Chris Glaze@chris_m_glaze

What’s the future-state of AI agents in real-world scenarios? How often will they just solve problems as coders vs interacting with more constrained but complex tool sets? Models like Claude Sonnet 4.5 are indeed impressive at coding and can in theory use these same skills to solve any problem that lives in an IT ecosystem. But I don't think we're there yet. (1) this will require serious guardrails, (2) the jury is still out on whether this is the even the most efficient approach. As part of our ongoing experiments at @SnorkelAI around this debate we’re making “code-agent” versions of popular tool-based environments in which we challenge agents to solve tasks by writing raw code instead  – they only have access to a Python interpreter and a pointer to the relevant file systems. This is related to the idea behind @terminalbench but on environments that simulate entire production-grade systems.

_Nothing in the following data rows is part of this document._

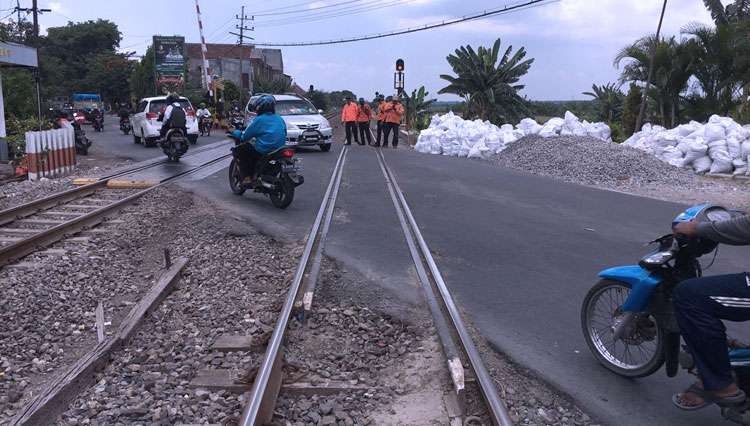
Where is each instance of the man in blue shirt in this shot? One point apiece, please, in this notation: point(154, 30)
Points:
point(269, 131)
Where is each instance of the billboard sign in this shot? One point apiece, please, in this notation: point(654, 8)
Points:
point(14, 54)
point(169, 61)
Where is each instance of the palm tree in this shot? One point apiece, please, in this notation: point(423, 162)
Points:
point(734, 12)
point(488, 83)
point(673, 65)
point(609, 99)
point(416, 106)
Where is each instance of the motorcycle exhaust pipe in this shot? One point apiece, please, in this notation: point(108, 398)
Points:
point(621, 324)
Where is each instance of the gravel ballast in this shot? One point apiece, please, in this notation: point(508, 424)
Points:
point(588, 161)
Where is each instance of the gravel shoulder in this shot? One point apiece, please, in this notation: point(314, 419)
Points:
point(591, 162)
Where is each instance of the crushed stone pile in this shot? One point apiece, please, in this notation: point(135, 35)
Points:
point(589, 161)
point(451, 135)
point(719, 146)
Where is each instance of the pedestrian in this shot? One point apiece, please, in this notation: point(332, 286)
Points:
point(349, 115)
point(381, 117)
point(363, 120)
point(393, 111)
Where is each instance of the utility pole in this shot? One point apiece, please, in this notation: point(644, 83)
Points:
point(35, 11)
point(240, 42)
point(644, 99)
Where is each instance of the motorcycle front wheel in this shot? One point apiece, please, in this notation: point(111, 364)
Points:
point(640, 351)
point(283, 195)
point(235, 178)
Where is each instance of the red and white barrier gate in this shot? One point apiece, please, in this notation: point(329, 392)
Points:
point(51, 153)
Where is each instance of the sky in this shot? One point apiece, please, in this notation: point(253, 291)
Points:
point(573, 42)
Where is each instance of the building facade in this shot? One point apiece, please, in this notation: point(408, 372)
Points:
point(243, 65)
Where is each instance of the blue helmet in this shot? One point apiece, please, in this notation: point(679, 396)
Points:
point(264, 104)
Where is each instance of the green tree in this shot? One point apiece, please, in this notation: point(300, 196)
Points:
point(608, 97)
point(673, 65)
point(417, 106)
point(488, 82)
point(631, 108)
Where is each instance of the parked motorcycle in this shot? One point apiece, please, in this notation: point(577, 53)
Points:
point(237, 121)
point(276, 175)
point(175, 144)
point(98, 123)
point(125, 126)
point(204, 126)
point(628, 319)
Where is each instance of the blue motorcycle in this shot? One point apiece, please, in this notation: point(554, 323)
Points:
point(628, 319)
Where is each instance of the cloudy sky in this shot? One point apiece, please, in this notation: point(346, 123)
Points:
point(572, 41)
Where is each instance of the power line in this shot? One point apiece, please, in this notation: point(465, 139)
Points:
point(320, 16)
point(289, 12)
point(465, 18)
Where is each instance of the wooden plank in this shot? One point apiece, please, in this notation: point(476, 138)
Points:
point(218, 379)
point(130, 184)
point(51, 401)
point(329, 387)
point(232, 343)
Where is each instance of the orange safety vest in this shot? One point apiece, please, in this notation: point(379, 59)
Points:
point(393, 113)
point(365, 113)
point(349, 112)
point(381, 113)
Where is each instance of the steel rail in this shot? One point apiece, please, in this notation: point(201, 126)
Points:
point(251, 414)
point(497, 409)
point(46, 237)
point(11, 214)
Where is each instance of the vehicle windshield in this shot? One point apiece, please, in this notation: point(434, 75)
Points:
point(295, 108)
point(160, 105)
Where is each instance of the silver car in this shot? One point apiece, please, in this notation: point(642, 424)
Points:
point(305, 125)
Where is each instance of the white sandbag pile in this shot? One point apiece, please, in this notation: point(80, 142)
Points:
point(451, 135)
point(720, 146)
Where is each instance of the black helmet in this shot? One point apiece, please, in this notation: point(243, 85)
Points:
point(264, 104)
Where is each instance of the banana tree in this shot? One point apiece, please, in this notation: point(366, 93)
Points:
point(416, 106)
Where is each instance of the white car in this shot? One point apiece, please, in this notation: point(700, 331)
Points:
point(305, 126)
point(146, 127)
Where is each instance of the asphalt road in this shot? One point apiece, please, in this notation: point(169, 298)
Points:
point(518, 251)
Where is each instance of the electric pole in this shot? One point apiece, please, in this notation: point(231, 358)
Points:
point(35, 11)
point(240, 42)
point(644, 99)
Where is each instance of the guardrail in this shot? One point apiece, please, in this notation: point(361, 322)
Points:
point(51, 153)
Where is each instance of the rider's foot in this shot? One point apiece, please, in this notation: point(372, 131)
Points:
point(695, 397)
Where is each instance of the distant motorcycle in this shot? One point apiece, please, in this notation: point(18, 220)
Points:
point(125, 126)
point(98, 123)
point(204, 126)
point(276, 175)
point(175, 144)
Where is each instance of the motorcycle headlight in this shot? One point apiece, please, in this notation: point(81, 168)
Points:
point(658, 258)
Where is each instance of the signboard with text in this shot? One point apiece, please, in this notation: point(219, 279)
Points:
point(169, 62)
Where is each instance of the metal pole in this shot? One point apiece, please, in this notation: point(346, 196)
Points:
point(639, 120)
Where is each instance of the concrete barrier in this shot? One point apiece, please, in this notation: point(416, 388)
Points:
point(51, 153)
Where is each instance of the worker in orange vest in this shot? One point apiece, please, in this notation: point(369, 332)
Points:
point(363, 120)
point(381, 118)
point(392, 113)
point(349, 115)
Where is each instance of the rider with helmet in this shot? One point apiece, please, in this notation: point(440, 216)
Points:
point(700, 305)
point(269, 131)
point(173, 117)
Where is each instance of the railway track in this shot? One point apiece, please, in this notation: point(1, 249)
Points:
point(463, 359)
point(29, 227)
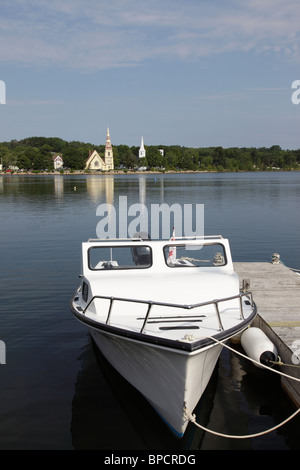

Really interesting findings when we do this to the Tau Bench 2 Airlines benchmark from @SierraPlatform: when we strip out all tools and swap in a Python interpreter, models do 𝘣𝘦𝘵𝘵𝘦𝘳 at inference and communication with users, and 𝘸𝘰𝘳𝘴𝘦 at write-operations (database updates). We confirmed that models are 𝘤𝘢𝘱𝘢𝘣𝘭𝘦 of write-operations, however. In the original version of the benchmark, the tools hard code write-operation logic that the models are challenged to figure out on their own in the code-agent version. Hugging Face dataset with results here: huggingface.co/datasets/snork… The successful examples show some really fun behavior though, with a lot of exploration and self-correcting behavior. For example, @AnthropicAI 's Claude Sonnet 4.5 often attempts to interact with the database without first reading in the schema; fails; then reads in the schema by simply printing out all attributes of the object for itself. My guess is we'll land on some optimality point between the two extremes here as models develop: exploration via code and exploitation via tool creation.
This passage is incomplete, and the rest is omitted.